We have all demanded that anything that aspires to take up our time must prove immediately that it has some value to us. That’s all good and fine, but the main problem is that most of us have no idea how to discern real long term value, most of us regularly choose mediocre or downright shoddy things over against their far better (and sometimes cheaper) competitors, and many times the best things in life require that we mature before we can appreciate them.

Take Starbucks. Starbucks makes bad coffee. They charge a premium price for what they call “premium” coffee, and you believe it’s premium simply because you don’t know any better. You assume a five-dollar cup of coffee is must be worth five dollars. Even when it isn’t. And as long as Starbucks reins supreme as the premium coffee king, you won’t ever know any better. Because Starbucks will be all you ever know.

The tragedy is that a very simple and uncomplicated search on Trip Advisor would probably bring up two or three local coffee shops in your area that have better coffee, friendlier service, a better atmosphere, and cheaper prices. And, on top of that, you’d be supporting some local area families rather than a multi-national conglomerate that regularly supports causes you say you hate.

So why do you go to Starbucks instead? Or McDonald’s? Or Wal-Mart? Because they’re convenient. They’re familiar. And they’re consistent. In other words, we are lazy, cowardly, and conformist. We are by necessity conformist because most of us don’t know how to discern good and bad. We are lazy because we aren’t willing to do the work to learn how to discern good from bad. And we are cowardly because we’re not willing to make our own decisions when our community of lemmings is moving elsewise. We should be able to rely on “the experts,” but they sold out a long time ago.So we don’t trust them. We rely on the masses instead. We are a product of the stupid idea that millions of people just can’t be wrong. Yes, they can. They nearly always are.

A price tag helps many people to make value assessments, because money is simple, and we’re all familiar with trading our time for it.
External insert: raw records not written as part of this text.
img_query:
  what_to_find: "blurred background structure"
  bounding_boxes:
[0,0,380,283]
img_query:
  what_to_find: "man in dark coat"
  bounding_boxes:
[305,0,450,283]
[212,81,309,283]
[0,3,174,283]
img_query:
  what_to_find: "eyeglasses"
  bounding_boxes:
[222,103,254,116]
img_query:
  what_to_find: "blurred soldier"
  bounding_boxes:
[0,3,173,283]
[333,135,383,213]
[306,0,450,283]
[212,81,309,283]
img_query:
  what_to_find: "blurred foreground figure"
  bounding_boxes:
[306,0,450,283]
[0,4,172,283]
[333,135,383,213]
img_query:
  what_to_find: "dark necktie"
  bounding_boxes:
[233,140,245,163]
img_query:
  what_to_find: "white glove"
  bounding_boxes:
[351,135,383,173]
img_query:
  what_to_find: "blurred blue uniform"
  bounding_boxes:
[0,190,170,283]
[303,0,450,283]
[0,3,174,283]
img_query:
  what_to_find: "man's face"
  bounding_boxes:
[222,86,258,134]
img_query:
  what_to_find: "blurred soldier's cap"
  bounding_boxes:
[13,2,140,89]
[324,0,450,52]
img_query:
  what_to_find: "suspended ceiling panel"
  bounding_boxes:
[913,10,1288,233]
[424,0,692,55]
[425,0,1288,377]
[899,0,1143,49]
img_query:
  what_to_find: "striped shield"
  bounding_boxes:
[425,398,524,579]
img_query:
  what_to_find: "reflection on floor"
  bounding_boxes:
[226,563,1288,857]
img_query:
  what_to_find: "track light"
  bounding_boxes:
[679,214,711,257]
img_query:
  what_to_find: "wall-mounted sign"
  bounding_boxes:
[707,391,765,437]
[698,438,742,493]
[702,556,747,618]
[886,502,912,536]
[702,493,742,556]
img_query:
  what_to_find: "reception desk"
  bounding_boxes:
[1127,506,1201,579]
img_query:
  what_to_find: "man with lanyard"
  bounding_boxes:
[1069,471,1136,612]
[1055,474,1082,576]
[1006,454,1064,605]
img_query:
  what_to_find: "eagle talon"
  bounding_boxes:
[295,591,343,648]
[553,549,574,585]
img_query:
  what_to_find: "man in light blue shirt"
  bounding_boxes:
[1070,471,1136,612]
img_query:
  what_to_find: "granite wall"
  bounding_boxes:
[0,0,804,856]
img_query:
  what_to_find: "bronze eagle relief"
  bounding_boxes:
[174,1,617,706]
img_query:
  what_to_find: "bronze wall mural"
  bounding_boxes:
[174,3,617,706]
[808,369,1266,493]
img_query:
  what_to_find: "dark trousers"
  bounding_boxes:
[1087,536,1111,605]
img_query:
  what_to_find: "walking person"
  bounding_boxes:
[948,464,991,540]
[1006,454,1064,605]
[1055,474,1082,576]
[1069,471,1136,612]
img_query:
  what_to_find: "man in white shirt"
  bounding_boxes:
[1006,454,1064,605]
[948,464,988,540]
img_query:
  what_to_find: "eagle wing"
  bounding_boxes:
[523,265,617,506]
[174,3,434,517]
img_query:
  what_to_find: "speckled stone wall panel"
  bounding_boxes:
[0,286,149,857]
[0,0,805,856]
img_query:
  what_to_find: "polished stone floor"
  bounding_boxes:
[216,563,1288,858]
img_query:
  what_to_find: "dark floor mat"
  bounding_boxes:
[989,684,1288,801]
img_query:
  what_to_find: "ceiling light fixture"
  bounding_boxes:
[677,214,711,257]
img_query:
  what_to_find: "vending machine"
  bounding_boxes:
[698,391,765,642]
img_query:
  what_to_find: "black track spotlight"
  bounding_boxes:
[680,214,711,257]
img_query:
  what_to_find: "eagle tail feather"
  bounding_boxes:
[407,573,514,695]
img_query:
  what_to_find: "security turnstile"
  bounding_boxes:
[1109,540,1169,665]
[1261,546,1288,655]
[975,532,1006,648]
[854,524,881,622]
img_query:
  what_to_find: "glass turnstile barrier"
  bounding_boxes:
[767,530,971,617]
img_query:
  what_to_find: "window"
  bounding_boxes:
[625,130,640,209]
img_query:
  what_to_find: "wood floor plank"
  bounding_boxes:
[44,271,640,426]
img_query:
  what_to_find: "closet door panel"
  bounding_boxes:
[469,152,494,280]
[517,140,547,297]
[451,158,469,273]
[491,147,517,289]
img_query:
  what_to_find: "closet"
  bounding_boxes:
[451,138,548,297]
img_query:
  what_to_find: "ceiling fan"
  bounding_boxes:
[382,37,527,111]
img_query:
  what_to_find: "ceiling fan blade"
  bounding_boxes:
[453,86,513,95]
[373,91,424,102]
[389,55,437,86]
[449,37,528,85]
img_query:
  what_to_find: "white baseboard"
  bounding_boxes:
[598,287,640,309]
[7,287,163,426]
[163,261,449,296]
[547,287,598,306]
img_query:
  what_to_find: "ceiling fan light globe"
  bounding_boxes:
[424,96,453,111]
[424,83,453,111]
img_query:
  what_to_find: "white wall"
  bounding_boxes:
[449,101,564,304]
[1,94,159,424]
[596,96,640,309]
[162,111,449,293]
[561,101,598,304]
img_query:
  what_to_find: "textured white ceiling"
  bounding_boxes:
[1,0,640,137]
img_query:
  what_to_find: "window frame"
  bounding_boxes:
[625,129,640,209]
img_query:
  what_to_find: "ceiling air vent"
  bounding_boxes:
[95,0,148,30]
If something has a big price tag, we pay it more respect, even if it isn’t objectively worth the money spent. Because, again, we actually have no idea what anything’s worth.
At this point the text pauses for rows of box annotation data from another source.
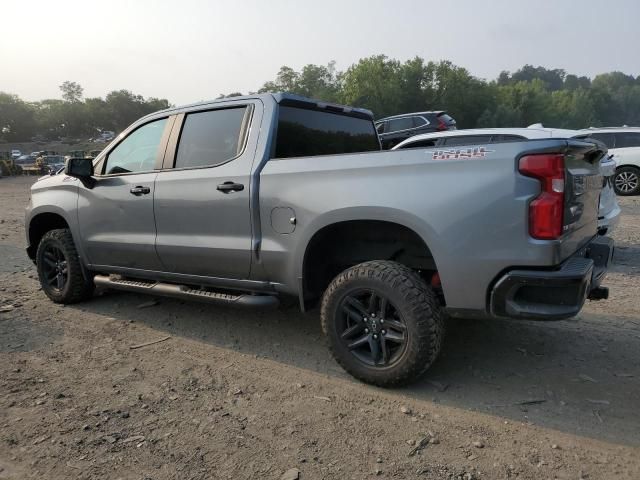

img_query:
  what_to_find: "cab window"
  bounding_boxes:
[175,106,249,168]
[104,118,167,175]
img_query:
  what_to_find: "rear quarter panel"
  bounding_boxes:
[260,140,576,310]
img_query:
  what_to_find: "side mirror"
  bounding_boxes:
[64,158,96,189]
[64,158,93,179]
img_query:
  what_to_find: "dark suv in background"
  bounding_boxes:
[376,111,456,149]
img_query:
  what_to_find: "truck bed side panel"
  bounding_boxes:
[260,140,595,310]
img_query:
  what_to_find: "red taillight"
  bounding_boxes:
[519,154,564,240]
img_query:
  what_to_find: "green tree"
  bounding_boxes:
[60,80,84,103]
[340,55,402,118]
[0,92,37,142]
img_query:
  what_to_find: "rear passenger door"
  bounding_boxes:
[154,101,262,279]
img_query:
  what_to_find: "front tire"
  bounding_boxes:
[36,228,95,304]
[321,260,444,387]
[613,167,640,197]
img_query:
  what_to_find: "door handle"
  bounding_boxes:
[216,182,244,193]
[129,185,151,197]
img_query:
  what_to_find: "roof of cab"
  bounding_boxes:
[147,92,373,120]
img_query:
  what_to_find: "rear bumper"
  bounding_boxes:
[489,237,614,320]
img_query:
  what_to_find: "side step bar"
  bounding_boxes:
[93,275,280,308]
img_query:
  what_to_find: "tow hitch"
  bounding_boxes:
[587,287,609,300]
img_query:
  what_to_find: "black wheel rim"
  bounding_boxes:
[42,245,69,293]
[336,289,408,368]
[614,172,640,193]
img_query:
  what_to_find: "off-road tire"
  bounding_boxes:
[613,167,640,197]
[36,228,95,304]
[320,260,444,387]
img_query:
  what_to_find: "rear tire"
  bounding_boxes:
[613,167,640,197]
[321,260,444,387]
[36,228,95,304]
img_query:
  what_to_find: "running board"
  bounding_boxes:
[93,275,280,308]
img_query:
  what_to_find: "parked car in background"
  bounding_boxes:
[44,155,65,173]
[393,126,624,235]
[13,155,36,165]
[376,111,456,149]
[579,127,640,195]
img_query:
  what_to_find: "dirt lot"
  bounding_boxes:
[0,178,640,480]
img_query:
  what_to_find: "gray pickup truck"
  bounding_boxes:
[25,94,613,386]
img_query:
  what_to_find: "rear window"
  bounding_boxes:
[438,113,456,123]
[491,134,526,143]
[413,117,429,127]
[274,105,380,158]
[398,138,438,150]
[442,135,491,147]
[616,132,640,148]
[591,133,616,148]
[387,117,413,133]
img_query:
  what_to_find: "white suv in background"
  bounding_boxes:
[392,125,624,235]
[581,127,640,195]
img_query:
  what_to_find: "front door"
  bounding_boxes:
[155,103,261,279]
[78,118,169,270]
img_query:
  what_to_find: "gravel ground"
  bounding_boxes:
[0,177,640,480]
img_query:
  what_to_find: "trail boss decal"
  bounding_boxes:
[431,147,495,160]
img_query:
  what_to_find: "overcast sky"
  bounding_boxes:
[0,0,640,104]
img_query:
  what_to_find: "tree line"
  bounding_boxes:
[251,55,640,128]
[0,55,640,141]
[0,81,170,142]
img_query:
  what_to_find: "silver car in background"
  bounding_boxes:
[392,124,620,235]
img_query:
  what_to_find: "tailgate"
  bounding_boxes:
[561,140,607,259]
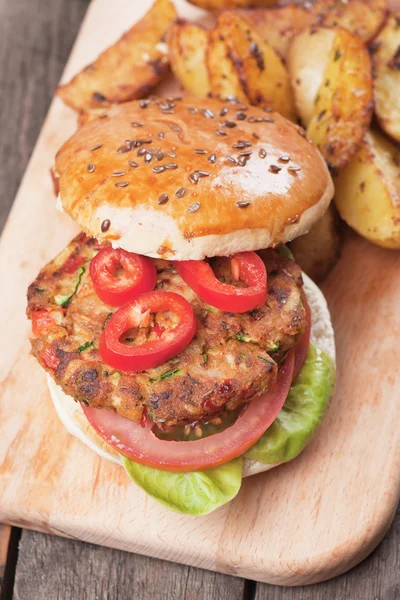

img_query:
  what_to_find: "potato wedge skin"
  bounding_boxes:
[373,12,400,141]
[307,28,373,170]
[212,11,296,121]
[335,130,400,249]
[189,0,279,12]
[56,0,177,111]
[311,0,388,42]
[167,20,211,97]
[289,204,342,283]
[235,4,315,59]
[286,27,335,127]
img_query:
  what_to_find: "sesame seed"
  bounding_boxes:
[232,140,252,150]
[268,165,282,173]
[220,121,236,129]
[117,144,131,154]
[101,219,111,233]
[157,194,169,204]
[92,92,107,102]
[159,102,176,110]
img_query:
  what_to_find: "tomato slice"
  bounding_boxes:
[174,252,267,313]
[293,294,311,379]
[82,350,294,471]
[90,247,157,306]
[62,254,85,274]
[100,291,196,371]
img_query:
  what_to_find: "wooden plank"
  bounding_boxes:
[0,524,11,584]
[14,531,245,600]
[0,0,89,231]
[0,0,400,584]
[255,509,400,600]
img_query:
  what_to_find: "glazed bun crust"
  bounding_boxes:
[47,274,335,477]
[54,98,333,260]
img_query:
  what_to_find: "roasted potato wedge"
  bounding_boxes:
[289,205,341,283]
[231,0,387,59]
[335,130,400,249]
[56,0,177,111]
[235,4,315,59]
[307,29,373,170]
[286,27,335,127]
[372,13,400,141]
[189,0,279,12]
[311,0,388,42]
[206,27,247,102]
[209,11,296,120]
[167,20,211,97]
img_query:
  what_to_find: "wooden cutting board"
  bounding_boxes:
[0,0,400,585]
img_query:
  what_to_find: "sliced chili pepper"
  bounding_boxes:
[174,252,267,313]
[90,247,157,306]
[100,291,196,371]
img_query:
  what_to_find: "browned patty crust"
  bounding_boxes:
[27,234,305,425]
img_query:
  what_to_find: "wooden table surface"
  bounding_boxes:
[0,0,400,600]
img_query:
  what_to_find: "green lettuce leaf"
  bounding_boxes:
[245,344,335,464]
[120,456,243,516]
[120,344,335,516]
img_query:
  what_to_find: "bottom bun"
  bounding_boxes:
[47,274,335,477]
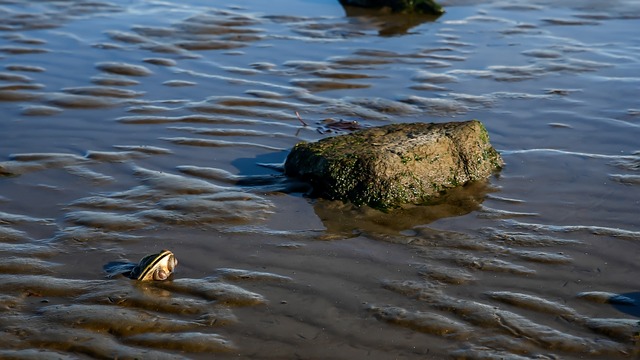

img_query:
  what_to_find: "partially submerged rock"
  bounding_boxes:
[339,0,444,15]
[285,120,503,209]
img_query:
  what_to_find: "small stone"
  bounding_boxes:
[285,120,504,209]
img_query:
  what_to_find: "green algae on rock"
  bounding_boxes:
[339,0,444,15]
[285,120,504,209]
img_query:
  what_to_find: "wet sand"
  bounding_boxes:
[0,0,640,359]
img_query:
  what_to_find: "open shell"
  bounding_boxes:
[130,250,178,281]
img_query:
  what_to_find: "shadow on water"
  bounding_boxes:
[612,291,640,318]
[342,5,440,36]
[314,181,495,236]
[232,151,495,237]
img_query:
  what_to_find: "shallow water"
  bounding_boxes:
[0,0,640,359]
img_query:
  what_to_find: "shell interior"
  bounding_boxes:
[138,250,178,281]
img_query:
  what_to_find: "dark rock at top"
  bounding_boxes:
[339,0,444,15]
[285,120,503,209]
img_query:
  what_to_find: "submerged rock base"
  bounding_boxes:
[339,0,444,15]
[285,120,504,209]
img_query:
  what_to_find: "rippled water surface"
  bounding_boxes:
[0,0,640,359]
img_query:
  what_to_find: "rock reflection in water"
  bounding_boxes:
[314,181,494,236]
[0,0,640,359]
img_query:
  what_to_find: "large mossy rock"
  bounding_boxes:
[339,0,444,15]
[285,120,503,209]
But we think we do, don’t we? We are all so sure our opinions and tastes are the result of rational processes. We believe that what we buy and consume and say and do are an outward expression of who we really are. And we are all sure each of us is a unique non-conformist expressing the tastes, style, and opinions we have assiduously acquired through discreet individual experience and experiment.
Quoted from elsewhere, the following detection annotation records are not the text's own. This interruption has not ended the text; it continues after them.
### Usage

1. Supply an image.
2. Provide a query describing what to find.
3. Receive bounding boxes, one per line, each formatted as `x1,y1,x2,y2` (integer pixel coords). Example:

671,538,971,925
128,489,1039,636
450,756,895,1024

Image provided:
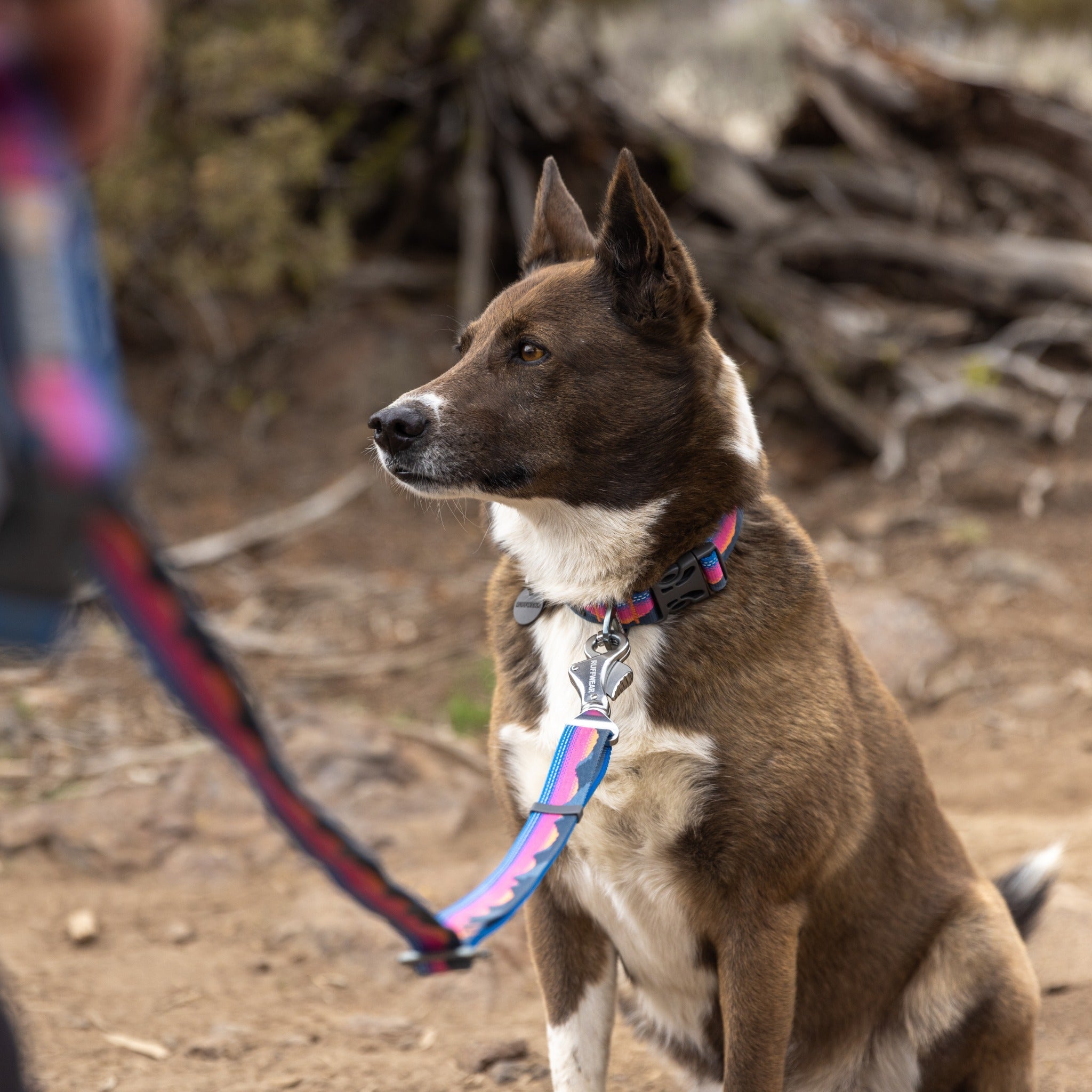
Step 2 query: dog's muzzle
368,402,430,455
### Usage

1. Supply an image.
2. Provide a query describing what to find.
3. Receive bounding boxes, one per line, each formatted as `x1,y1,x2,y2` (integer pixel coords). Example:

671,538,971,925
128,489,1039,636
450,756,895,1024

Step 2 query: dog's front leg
527,885,617,1092
718,906,802,1092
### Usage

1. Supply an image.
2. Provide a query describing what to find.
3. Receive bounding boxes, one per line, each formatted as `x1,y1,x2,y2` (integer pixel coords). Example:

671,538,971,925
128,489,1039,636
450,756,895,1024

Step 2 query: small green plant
448,657,497,736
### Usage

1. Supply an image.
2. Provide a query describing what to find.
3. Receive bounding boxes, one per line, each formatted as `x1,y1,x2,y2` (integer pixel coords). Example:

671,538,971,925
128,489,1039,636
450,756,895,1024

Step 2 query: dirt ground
0,300,1092,1092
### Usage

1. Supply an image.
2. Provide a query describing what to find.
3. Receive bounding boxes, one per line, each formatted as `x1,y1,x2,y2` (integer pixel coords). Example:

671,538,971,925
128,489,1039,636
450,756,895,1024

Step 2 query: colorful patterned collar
512,508,744,629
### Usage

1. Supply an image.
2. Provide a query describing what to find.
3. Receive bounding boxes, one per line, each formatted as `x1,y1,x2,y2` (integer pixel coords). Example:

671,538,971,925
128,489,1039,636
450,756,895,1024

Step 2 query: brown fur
373,154,1038,1092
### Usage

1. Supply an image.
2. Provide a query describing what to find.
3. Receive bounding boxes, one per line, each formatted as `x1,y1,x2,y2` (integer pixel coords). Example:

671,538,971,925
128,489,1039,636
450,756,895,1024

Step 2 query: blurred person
0,0,152,164
0,0,151,1092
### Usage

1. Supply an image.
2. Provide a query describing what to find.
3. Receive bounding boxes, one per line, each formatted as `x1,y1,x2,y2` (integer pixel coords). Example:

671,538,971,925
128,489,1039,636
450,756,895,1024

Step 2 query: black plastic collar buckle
652,550,712,618
399,945,492,974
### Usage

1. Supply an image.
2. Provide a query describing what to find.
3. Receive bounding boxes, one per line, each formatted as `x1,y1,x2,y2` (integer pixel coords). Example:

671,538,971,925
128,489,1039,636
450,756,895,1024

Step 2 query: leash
0,47,681,975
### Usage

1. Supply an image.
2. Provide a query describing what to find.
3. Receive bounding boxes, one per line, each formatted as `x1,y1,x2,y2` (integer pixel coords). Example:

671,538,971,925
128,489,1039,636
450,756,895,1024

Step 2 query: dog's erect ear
520,155,595,274
595,149,711,341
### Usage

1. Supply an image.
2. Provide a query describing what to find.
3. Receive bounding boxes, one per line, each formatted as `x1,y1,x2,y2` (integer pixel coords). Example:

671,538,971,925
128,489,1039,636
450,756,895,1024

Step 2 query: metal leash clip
569,606,633,742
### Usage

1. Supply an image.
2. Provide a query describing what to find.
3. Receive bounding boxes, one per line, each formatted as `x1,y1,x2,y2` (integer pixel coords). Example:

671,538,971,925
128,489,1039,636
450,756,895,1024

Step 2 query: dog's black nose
368,403,428,455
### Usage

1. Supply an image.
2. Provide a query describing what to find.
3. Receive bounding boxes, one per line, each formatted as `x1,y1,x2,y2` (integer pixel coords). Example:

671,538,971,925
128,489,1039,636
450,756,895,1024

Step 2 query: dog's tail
994,842,1065,940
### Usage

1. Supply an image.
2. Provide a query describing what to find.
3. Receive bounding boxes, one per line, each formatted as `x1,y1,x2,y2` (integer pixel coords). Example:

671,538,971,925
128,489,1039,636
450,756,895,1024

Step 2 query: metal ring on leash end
399,945,493,974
No. That’s not true of the majority of people. It’s probably not true of you. Your choices are already pre-selected. Your opinions are pre-fabricated according to a template. Your tastes are pre-decided by a formula. The things you are willing to buy into are made to be marketable. All of them. Because when they aren’t marketable, you don’t buy into them.

In other words, we are the reason local mom and pops shrivel up. We are the reason billions are spent on political campaigns. We are the reason that good, but complex, solutions go unfunded while bad, but simple, boondoggles have their budgets expanded every year. We are the reason churches preach easy lies rather than hard truths. We are the reason candidates are hollow trigger clouds of reflex and emotion rather than conscientious statesmen hashing out nuanced political ideas. We. Because we refuse to do a little research. We refuse to take a little risk. We refuse to make short-term sacrifices for long-term gains. We refuse to swallow our pride and listen to people who know better than we do. And we’re equally unwilling to listen to our inner misgivings when the community around is shouting in unison. All the while, we refuse to see past the tip of our iPhones.

You are being marketed at every day, and you probably don’t even realize it. Because advertisements aren’t demarcated anymore. Everything has become sponsored content, and you desparately need to learn to distrust sponsored content. If you don’t, you and all the other millions who likewise mindlessly conform to the wishes of their salesmasters will continue to exclude the very best from the public square. Because the best things are not marketable. Most of them aren’t even able to be sold. They are by nature free, so we think they are worthless. We couldn’t be more wrong.